Inflammation blood profiles across neurodegenerative diseases
Maura Malpetti, Peter Swann, Leonidas Chouliaras, Nicholas J. Ashton, Kamen A Tsvetanov, Duncan Street, David J Whiteside, Thomas E Cope, George Savulich, Timothy Rittman, Ajenthan Surendranathan, Alexander G Murley, Katherine Stockton, W Richard Bevan‐Jones, Maria A Prats‐Sedano, Li Su, John T O'Brien, James B. Rowe- Psychiatry and Mental health
- Cellular and Molecular Neuroscience
- Geriatrics and Gerontology
- Neurology (clinical)
- Developmental Neuroscience
- Health Policy
- Epidemiology
Abstract
Background
Brain inflammation is an important pathogenic mechanism in many dementias, occurring early in the disease and being predictive of clinical decline.
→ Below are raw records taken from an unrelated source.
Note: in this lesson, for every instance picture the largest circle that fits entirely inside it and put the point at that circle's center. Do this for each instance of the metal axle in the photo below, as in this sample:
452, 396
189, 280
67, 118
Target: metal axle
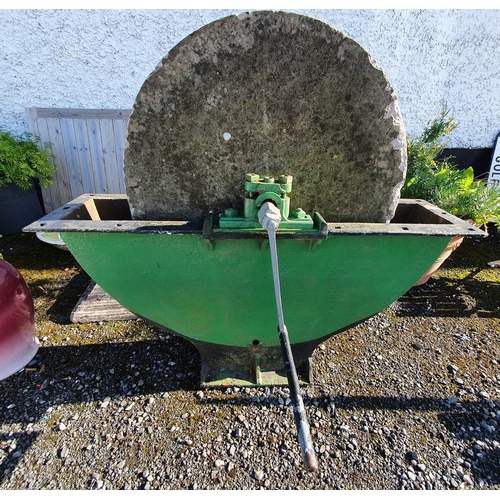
270, 217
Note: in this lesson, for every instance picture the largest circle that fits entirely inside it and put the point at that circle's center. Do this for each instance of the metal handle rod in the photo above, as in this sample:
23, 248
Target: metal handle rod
270, 221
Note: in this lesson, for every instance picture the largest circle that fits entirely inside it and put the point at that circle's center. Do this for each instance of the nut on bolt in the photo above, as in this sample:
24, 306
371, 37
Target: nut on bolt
231, 212
252, 177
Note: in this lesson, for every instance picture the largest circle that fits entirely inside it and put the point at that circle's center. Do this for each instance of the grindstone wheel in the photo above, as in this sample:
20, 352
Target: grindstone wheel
273, 93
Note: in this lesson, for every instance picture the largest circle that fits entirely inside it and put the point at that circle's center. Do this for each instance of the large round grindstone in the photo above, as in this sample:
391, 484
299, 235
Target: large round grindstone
271, 93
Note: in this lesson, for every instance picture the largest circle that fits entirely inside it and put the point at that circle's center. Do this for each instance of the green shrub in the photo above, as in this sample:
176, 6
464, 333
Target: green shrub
442, 183
24, 158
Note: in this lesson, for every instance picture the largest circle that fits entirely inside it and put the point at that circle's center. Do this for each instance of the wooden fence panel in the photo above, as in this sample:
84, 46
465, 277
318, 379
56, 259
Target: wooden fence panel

However, data on blood markers of inflammation across different dementia subtypes are limited. Here we assess inflammatory patterns of serum cytokines from patients with Alzheimer’s disease (AD), Lewy‐body dementia (DLB), frontotemporal dementia (FTD), progressive supranuclear palsy (PSP), corticobasal syndrome (CBS) and motor neurone disease (MND).
Method
Blood samples were obtained from 422 participants (29 controls, 46 patients with AD, 35 with mild cognitive impairment (MCI), 38 with DLB, 52 with behavioural variant FTD, 51 with primary progressive aphasia, 58 with PSP, 53 with CBS, 60 with MND. Serum assays for 41 inflammatory markers used the MesoScale Discovery V‐Plex‐Human Cytokine 36 plex panel plus five additional cytokine assays. A Principal Component Analysis (PCA) across all participants was used to identify leading multivariate components, or profiles, of inflammation. Analysis of variance and Bayesian pairwise t‐tests were performed on the resulting components to compare each patient cohort to controls.
Result
Fifteen cytokines were undetectable in the majority (>50%) of participants and were thus excluded. The PCA of remaining 26 cytokines identified 3 components (explaining 18.3%, 8.5% and 6.4% variance, respectively). Component 1 was strongly represented by pro‐inflammatory cytokines (Figure 1, left). Kruskal–Wallis one‐way analyses of variance on the first component detected significant differences across the groups (χ2(8) = 24.3, p = 0.0021), and the Bayesian pairwise t‐tests identified significant differences between each patient cohort and controls, except for people with MCI (Figure 1, right). Component 2 did not differ between patients and controls. Component 3 split the cytokines into two subgroups, and was mainly loaded by patients with MCI, AD and MND (χ2(8) = 64.6, p<0.0001).
Conclusion
This data‐driven approach identified similar profiles of pro‐inflammatory responses across multiple neurodegenerative dementia types. Further analyses will clarify differences between diagnoses, relationships of the pro‐inflammatory patterns with clinical severity and brain changes captured by neuroimaging (PET and MRI).